• Across-the-board tariff increase set for April-June quarter, also applies to K-Electric consumers
• Decision will help power companies collect over Rs120bn

ISLAMABAD: Notwithstanding its misgivings, the National Electric Power Regulatory Authority (Nepra) on Thursday rubber-stamped a Rs2.75 per unit increase in the uniform electricity rate for all consumers across the country, including Karachi, for three months (April to June) to help power companies mop up more than Rs120 billion in additional funds.

This hike is part of the quarterly tariff adjustment (QTA) mechanism designed to offset the financial pressures on power companies.

According to an official order, Nepra has decided to allow the “instant positive quarterly adjustments” of Rs85.275bn pertaining to the second quarter (October-December) of the current fiscal year with a uniform rate of Rs2.7492 per unit, or kilowatt-hour (kWh).

The hike will apply to all electricity users except “lifeline consumers”, who use less than 100 units monthly.

Since the tariff adjustments are now applied across the country under the government orders, the addition of K-Electric to the list will add another Rs15-20bn. Moreover, the impact of the general sales tax will take the total burden on consumers to well above Rs120bn over the next three months.

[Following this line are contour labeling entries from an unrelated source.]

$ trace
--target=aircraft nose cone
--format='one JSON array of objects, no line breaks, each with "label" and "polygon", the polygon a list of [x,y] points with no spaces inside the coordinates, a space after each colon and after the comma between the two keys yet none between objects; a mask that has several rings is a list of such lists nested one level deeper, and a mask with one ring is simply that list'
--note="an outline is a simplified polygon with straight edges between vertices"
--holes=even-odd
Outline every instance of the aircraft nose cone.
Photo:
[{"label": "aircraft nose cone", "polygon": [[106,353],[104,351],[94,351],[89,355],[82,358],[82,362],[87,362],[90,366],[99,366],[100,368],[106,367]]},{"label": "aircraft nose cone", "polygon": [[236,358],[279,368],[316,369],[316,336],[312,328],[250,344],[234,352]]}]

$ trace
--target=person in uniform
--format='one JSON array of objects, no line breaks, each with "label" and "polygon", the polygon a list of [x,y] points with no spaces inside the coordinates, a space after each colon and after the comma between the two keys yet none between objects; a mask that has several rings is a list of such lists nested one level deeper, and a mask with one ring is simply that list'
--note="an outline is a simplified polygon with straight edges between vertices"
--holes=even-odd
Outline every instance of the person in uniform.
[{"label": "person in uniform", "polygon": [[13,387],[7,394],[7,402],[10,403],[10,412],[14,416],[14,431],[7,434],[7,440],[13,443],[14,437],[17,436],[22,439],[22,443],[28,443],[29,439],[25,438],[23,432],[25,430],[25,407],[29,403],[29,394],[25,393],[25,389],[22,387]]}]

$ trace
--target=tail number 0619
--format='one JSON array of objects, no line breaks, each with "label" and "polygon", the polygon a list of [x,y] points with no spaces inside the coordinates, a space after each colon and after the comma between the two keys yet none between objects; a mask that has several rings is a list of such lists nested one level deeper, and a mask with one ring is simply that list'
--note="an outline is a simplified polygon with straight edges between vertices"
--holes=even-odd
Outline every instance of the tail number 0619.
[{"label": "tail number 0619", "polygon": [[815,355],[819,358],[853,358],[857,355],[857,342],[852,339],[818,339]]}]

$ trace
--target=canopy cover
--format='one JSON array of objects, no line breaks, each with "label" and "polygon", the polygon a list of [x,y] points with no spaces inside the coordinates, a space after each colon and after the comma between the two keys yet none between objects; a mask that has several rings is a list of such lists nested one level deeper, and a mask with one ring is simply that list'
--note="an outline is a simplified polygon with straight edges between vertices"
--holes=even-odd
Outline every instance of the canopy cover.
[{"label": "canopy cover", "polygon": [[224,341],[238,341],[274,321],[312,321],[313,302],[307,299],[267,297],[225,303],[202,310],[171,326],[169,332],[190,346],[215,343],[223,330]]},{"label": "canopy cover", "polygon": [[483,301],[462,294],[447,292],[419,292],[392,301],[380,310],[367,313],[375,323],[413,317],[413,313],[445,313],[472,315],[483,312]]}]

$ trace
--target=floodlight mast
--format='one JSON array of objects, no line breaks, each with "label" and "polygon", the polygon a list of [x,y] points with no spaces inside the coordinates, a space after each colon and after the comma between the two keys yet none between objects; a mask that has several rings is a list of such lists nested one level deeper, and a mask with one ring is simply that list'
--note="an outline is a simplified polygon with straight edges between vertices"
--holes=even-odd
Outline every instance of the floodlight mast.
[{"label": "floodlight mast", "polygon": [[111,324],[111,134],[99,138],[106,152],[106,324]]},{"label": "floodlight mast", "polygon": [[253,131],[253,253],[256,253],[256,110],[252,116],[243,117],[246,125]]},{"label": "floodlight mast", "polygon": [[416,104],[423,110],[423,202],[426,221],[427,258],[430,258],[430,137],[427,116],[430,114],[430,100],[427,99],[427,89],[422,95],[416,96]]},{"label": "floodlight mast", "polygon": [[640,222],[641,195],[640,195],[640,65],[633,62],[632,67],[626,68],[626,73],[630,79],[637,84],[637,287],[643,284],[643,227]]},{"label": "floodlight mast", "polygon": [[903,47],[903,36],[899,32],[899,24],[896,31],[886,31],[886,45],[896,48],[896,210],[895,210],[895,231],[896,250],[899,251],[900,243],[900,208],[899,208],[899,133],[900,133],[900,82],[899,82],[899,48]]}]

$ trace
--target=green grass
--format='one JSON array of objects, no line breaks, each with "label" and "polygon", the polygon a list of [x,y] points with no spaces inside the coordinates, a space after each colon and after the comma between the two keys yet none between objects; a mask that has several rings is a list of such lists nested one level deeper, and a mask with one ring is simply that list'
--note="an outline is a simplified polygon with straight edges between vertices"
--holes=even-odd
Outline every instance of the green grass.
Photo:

In view of the “relevant provisions of Nepra Act, National Energy Policy and the Policy Guidelines issued by the federal government, the authority has decided to allow the application of instant quarterly adjustments on the consumers of K-Electric as well, with the same applicability period”, the notification said.

Nepra’s decision comes after the government-owned power distribution companies (Discos) — such as Fesco, Qepco and Lesco — jointly demanded an additional revenue requirement of Rs85.3bn to manage the additional financial impact of higher capacity charges.

This financial strain arose out of rupee’s depreciation, interest rate hike, market operator fee, the impact of transmission and distribution losses on fuel cost adjustments, the cost of incremental consumption and variable operation and maintenance charges for the October-December quarter.

After a lot of public statements to hold the power companies accountable, the regulator on Thursday accepted almost in entirety the additional revenue demanded by Discos with a minor (less than 0.04pc) downward adjustment of legal fee and that too on procedural reasons and would be made part of Central Power Purchasing Agency’s (CPPA) revenue requirement.

It allowed Rs85.275bn additional revenue, just Rs34 million lower than the amount demanded by the Discos.

The public hearing on the subject was held on Feb 14. To consumers’ luck, the additional cost has become effective on the expiry of a similar previous quarterly tariff adjustment applicable for about six months.

Under the petitions, the Lahore Electric Supply Company demanded the highest claim of Rs15.1bn, followed by Rs14.9bn by Multan Electric, Rs11.6bn by Peshawar Electric, and Rs11bn by Quetta Electric.

They are followed by Rs9.45bn claimed by Faisalabad Electric, Rs6.92bn by Islamabad Electric, Rs3.5bn by Hyderabad Electric, Rs3.5bn by Tribal Electric, Rs2.9bn by Sukkur Electric, and Rs2.7bn by Gujranwala Electric.

The biggest chunk of an additional cumulative burden on account of capacity charges stood at Rs78bn for the quarter, followed by Rs11bn on account of the uncovered impact of transmission and distribution losses, and Rs6.6bn on account of the use of service charges and market operator fee.

On the other hand, Discos have offered Rs8.7bn worth of negative variable operation and maintenance charges and Rs2.34bn of the impact of incremental sales, thus working out a cumulative net additional cost of Rs85.275bn.

Under the tariff mechanism, changes in fuel cost are passed on to consumers only monthly through an automatic mechanism.

The quarterly tariff adjustments on account of variation in power purchase price, capacity charges, variable operation and maintenance costs, use of system charges and impact of transmission and distribution losses are built in the base tariff.

The regulator noted in its decision that Discos generally failed to adequately explain reasons for the reduction in sales.

It also expressed serious concern over the non-preparation of Discos to justify their requests and non-inclusion of certain costs, as highlighted by the CPPA in their adjustment requests.